Si le changement des divisions administratives n’a jamais donné lieu à des agitations ou gesticulations à l’échelle nationale, celles-ci sont au rendez-vous depuis 2015. D’où les appellations de Grand ceci, Grand cela. D’où les émissions, les évènements et les couvertures médiatiques consacrés à cet imaginaire. Tout se passe comme si l’on regrettait le nombre réduit de provinces et qu’à l’instar de Mobutu, on considérait les 26 provinces comme des provincettes. D’aucuns voient même en celles-ci un signe avant-coureur de la balkanisation du pays. Que doit être la taille d’un espace géographique pour mériter le nom de province quand on sait déjà qu’il n’existe aucune dimension minimale pour qu’un territoire soit reconnu comme un Etat? Les 26 provinces congolaises sont-elles trop ou moins étendues pour être des provinces? Que leur reproche-t-on?

Dans le tableau suivant, un regard autour du Grand Corps Malade Congo, pays où des émissions télévisées et des événements sont organisés autour du thème de Grand ceci ou Grand cela, est tout simplement édifiant.

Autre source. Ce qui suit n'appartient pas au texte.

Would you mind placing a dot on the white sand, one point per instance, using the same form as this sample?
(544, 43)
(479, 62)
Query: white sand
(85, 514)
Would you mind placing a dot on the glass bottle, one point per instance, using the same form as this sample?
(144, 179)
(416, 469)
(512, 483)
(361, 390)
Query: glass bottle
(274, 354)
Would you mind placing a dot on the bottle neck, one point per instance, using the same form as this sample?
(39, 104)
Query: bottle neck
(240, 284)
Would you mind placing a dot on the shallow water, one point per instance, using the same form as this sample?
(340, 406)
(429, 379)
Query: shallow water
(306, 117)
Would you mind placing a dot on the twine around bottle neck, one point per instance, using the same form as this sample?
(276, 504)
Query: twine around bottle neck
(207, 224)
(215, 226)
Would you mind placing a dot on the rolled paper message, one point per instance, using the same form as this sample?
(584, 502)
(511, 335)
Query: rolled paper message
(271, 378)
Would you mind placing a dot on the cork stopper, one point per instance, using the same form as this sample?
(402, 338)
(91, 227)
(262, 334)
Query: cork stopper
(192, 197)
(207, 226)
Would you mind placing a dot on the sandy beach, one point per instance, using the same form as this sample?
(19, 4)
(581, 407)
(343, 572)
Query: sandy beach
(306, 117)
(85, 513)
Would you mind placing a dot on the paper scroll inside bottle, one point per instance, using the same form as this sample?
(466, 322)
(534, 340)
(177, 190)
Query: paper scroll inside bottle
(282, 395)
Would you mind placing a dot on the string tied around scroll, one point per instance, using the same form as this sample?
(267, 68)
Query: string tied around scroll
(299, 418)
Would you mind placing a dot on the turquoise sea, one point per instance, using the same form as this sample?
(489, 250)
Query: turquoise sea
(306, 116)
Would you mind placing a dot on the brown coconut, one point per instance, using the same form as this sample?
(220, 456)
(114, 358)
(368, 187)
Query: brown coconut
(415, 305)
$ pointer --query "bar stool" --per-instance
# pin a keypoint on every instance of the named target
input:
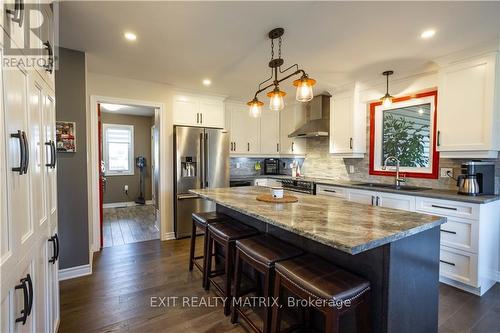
(225, 234)
(312, 278)
(261, 253)
(201, 220)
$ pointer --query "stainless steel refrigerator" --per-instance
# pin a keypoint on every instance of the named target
(201, 158)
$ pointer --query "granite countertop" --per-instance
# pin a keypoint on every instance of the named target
(429, 193)
(347, 226)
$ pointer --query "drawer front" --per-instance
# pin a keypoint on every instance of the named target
(458, 265)
(260, 182)
(460, 234)
(448, 208)
(332, 191)
(396, 201)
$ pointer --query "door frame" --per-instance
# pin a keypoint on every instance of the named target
(93, 169)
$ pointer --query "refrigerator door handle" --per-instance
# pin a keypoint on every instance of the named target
(202, 160)
(206, 161)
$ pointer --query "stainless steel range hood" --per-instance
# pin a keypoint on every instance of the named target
(318, 115)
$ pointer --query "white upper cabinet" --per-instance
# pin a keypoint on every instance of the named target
(269, 132)
(291, 118)
(192, 110)
(212, 112)
(469, 108)
(347, 125)
(244, 130)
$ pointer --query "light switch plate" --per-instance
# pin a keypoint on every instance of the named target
(444, 172)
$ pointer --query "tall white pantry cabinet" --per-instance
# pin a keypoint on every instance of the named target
(29, 246)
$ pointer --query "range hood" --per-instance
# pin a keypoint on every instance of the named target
(318, 118)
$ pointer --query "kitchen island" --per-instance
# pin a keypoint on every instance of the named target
(397, 251)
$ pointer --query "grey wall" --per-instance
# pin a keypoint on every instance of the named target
(72, 167)
(247, 166)
(142, 146)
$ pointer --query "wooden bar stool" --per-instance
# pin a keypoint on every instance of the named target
(312, 278)
(202, 220)
(225, 234)
(261, 253)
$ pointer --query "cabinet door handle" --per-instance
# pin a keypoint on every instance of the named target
(26, 152)
(57, 245)
(52, 260)
(17, 13)
(27, 286)
(447, 262)
(22, 152)
(54, 154)
(444, 207)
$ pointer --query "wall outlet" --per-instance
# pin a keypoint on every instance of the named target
(444, 172)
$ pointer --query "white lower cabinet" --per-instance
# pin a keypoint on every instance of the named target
(382, 199)
(200, 111)
(29, 282)
(470, 251)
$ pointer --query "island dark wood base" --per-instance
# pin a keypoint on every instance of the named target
(404, 275)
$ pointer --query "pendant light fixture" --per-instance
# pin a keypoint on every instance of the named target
(387, 98)
(255, 108)
(304, 84)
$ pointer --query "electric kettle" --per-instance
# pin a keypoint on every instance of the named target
(468, 185)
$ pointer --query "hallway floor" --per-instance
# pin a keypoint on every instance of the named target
(117, 297)
(127, 225)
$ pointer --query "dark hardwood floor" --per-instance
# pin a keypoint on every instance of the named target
(117, 297)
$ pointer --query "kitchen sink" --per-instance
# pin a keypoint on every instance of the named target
(394, 187)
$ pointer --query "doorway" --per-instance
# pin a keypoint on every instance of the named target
(128, 170)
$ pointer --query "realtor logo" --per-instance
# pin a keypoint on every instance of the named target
(30, 37)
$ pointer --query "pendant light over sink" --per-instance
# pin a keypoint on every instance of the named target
(276, 103)
(387, 98)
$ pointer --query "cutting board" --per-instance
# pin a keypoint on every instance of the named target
(269, 198)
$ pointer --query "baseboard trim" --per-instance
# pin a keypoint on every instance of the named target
(168, 236)
(74, 272)
(125, 204)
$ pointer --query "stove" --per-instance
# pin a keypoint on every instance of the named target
(298, 185)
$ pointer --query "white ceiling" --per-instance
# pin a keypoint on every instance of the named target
(181, 43)
(132, 110)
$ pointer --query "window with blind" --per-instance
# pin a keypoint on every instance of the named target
(118, 149)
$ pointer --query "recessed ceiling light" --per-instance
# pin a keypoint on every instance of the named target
(428, 34)
(130, 35)
(112, 107)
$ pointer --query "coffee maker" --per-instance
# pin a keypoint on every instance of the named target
(477, 178)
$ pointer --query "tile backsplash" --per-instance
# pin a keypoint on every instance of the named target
(319, 163)
(245, 166)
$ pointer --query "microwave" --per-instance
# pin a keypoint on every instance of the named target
(271, 166)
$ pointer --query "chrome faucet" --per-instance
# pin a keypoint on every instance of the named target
(397, 180)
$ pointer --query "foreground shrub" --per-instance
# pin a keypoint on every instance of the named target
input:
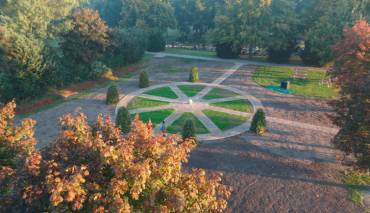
(123, 120)
(97, 169)
(194, 75)
(258, 125)
(112, 95)
(188, 131)
(143, 80)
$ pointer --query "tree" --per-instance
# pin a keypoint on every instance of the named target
(152, 16)
(281, 29)
(188, 131)
(110, 11)
(194, 19)
(138, 173)
(325, 21)
(112, 95)
(351, 73)
(143, 80)
(84, 44)
(237, 24)
(127, 46)
(28, 31)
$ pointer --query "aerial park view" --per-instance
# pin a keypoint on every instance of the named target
(185, 106)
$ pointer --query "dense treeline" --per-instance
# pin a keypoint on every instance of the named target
(281, 27)
(54, 43)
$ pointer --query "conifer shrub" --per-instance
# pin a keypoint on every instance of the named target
(112, 95)
(188, 131)
(123, 120)
(194, 75)
(258, 125)
(143, 80)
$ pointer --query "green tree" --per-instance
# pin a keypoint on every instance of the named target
(324, 21)
(143, 80)
(110, 11)
(152, 16)
(112, 95)
(194, 19)
(280, 30)
(237, 24)
(127, 46)
(84, 45)
(28, 28)
(194, 75)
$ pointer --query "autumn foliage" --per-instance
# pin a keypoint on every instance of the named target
(352, 74)
(98, 169)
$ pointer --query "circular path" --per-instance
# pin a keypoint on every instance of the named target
(197, 105)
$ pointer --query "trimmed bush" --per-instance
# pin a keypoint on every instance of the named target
(194, 75)
(143, 80)
(157, 42)
(189, 130)
(226, 50)
(123, 120)
(258, 125)
(112, 95)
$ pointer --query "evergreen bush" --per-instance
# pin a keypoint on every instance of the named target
(157, 42)
(112, 95)
(258, 125)
(189, 130)
(123, 120)
(194, 75)
(143, 80)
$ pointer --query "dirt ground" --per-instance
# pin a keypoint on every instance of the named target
(290, 169)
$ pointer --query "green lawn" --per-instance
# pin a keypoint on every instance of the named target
(201, 53)
(178, 125)
(224, 121)
(238, 105)
(155, 116)
(216, 93)
(139, 102)
(191, 90)
(165, 92)
(309, 87)
(355, 182)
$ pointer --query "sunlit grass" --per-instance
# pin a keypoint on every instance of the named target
(238, 105)
(310, 86)
(164, 92)
(224, 121)
(191, 90)
(139, 102)
(178, 125)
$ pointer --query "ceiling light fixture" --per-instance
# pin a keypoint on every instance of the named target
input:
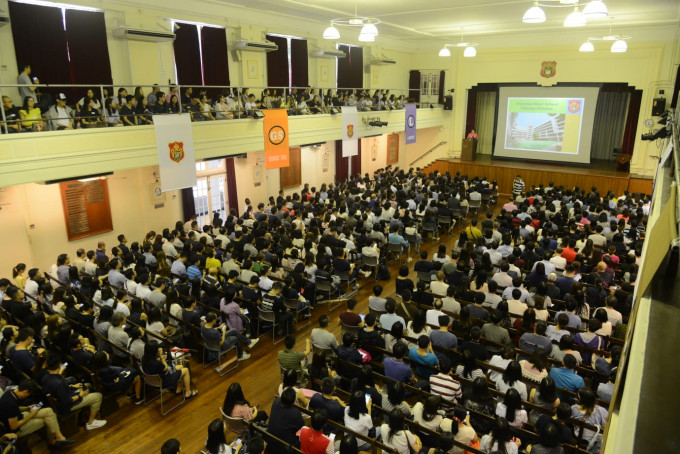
(595, 9)
(368, 32)
(575, 19)
(587, 47)
(534, 15)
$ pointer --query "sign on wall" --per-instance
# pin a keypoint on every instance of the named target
(87, 211)
(276, 151)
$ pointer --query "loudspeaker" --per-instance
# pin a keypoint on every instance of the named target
(658, 106)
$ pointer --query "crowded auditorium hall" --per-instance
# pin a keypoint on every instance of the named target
(394, 229)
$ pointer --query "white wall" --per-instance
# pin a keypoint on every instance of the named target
(32, 219)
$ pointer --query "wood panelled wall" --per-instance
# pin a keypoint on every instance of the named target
(505, 173)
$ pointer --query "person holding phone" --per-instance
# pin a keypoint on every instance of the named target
(24, 420)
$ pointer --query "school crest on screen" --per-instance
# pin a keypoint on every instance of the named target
(176, 151)
(548, 69)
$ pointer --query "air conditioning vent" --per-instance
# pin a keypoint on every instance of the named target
(255, 46)
(140, 34)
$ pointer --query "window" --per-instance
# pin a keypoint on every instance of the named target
(210, 192)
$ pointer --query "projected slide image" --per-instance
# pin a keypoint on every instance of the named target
(543, 124)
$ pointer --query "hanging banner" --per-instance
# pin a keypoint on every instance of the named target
(410, 123)
(350, 131)
(276, 151)
(175, 144)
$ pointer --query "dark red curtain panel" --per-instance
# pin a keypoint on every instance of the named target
(471, 112)
(414, 85)
(356, 161)
(87, 46)
(40, 41)
(356, 67)
(215, 61)
(277, 63)
(631, 122)
(343, 68)
(299, 63)
(187, 55)
(341, 164)
(442, 76)
(232, 193)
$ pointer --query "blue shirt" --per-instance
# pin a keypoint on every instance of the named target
(424, 364)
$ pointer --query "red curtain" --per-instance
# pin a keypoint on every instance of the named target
(356, 67)
(215, 62)
(187, 55)
(232, 194)
(40, 41)
(277, 63)
(299, 62)
(631, 122)
(341, 164)
(442, 75)
(471, 111)
(414, 85)
(88, 49)
(343, 68)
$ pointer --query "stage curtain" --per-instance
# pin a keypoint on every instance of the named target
(471, 115)
(609, 124)
(442, 76)
(356, 67)
(188, 206)
(299, 63)
(277, 63)
(343, 68)
(631, 122)
(341, 164)
(484, 121)
(40, 41)
(414, 86)
(88, 49)
(187, 55)
(232, 192)
(215, 62)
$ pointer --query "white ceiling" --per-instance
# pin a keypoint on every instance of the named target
(445, 19)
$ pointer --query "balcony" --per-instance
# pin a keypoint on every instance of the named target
(52, 155)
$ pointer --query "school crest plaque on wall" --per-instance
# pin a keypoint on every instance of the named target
(548, 69)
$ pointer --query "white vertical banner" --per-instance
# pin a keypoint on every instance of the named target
(175, 144)
(350, 130)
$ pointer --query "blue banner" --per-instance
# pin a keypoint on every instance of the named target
(410, 123)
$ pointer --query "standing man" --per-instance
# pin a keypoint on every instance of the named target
(517, 186)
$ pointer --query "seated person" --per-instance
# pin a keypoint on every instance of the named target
(71, 397)
(25, 420)
(117, 379)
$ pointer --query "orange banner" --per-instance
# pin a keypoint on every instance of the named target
(276, 149)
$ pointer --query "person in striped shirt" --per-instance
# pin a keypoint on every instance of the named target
(444, 384)
(517, 185)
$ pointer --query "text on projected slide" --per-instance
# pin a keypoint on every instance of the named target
(544, 124)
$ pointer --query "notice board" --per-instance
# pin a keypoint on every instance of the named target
(87, 211)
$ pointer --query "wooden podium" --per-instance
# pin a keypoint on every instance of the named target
(469, 150)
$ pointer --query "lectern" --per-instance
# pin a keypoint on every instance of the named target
(469, 150)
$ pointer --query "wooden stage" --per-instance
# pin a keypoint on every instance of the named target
(601, 174)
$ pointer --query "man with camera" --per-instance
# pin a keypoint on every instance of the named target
(25, 420)
(71, 397)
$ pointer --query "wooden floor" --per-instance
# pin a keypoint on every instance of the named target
(142, 429)
(601, 174)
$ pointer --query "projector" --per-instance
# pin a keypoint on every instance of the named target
(658, 134)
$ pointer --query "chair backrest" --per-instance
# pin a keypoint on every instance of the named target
(267, 316)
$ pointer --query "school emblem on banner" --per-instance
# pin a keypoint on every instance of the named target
(176, 151)
(548, 69)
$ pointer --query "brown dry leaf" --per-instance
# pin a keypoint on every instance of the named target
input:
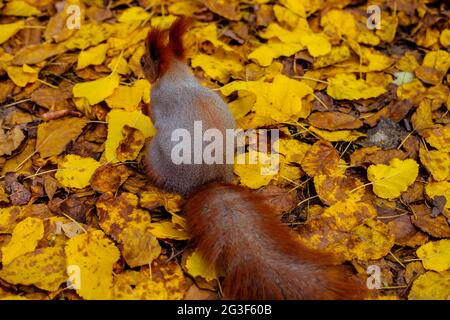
(117, 213)
(164, 281)
(348, 230)
(334, 189)
(153, 197)
(334, 121)
(53, 98)
(131, 144)
(437, 227)
(90, 258)
(436, 162)
(278, 198)
(225, 8)
(8, 217)
(321, 158)
(140, 247)
(438, 138)
(53, 136)
(423, 118)
(108, 178)
(375, 155)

Nr Pays Superficie en km² Nombre de provinces/régions Superficie moyenne de province en km²
01 Congo-Kinshasa 2.344.858 26 90.186
02 Congo-Brazzaville 342.000 12 28.500
03 Centrafrique 622.984 16 38.936
04 Sud Soudan 644.329 28 23.011
05 Ouganda 241.038 4 60.259
06 Rwanda 26.338 5 5.267
07 Burundi 27.083 18 1.504
08 Tanzanie (Sans Zanzibar) 947.300 26 36.434 
09 Zambie 752.618 10 75.261
10 Angola 1.246.700 18 69.261
11 Belgique 30.528 4 7.632
12 France 643.801 13 49.523

Les chiffres sont suffisamment éloquents. Que l’homme congolais tourne son regard vers ses neufs voisins ou qu’il le porte vers de lointains horizons dans les deux pays qui peuplent souvent son imaginaire, à savoir la Belgique et la France, la superficie moyenne de ses provinces reste bien supérieure à celle des provinces de chacun des autres pays. A cet égard, quand on revêt le costume de journaliste et qu’on organise des émissions télévisées pour que ses compatriotes ayant la casquette d’intellectuel ou d’homme politique débattent sur le Grand Bandundu, le Grand Equateur, le Grand Kasaï, le Grand Katanga, etc.; quand on couvre des événements autour de ce thème, il y a lieu de s’interroger sur la capacité de nos élites à assumer leur fardeau. Avec une superficie moyenne des provinces bien en deçà de celle des provinces congolaises, chaque pays cité ci-dessus est mieux gouverné que le nôtre à deux exceptions près, notamment la Centrafrique et le Sud Soudan. Quand on sait en plus que depuis l’indépendance, notre nation a de sérieux problèmes de gouvernance qui attendent désespérément des solutions idoines afin que l’Etat joue enfin son rôle d’assurer le bien-être des populations et de rechercher de manière permanente leur mieux être, l’évocation sans cesse des provinces d’hier qui étaient aussi mal gouvernées que celles d’aujourd’hui devrait nous interpeller.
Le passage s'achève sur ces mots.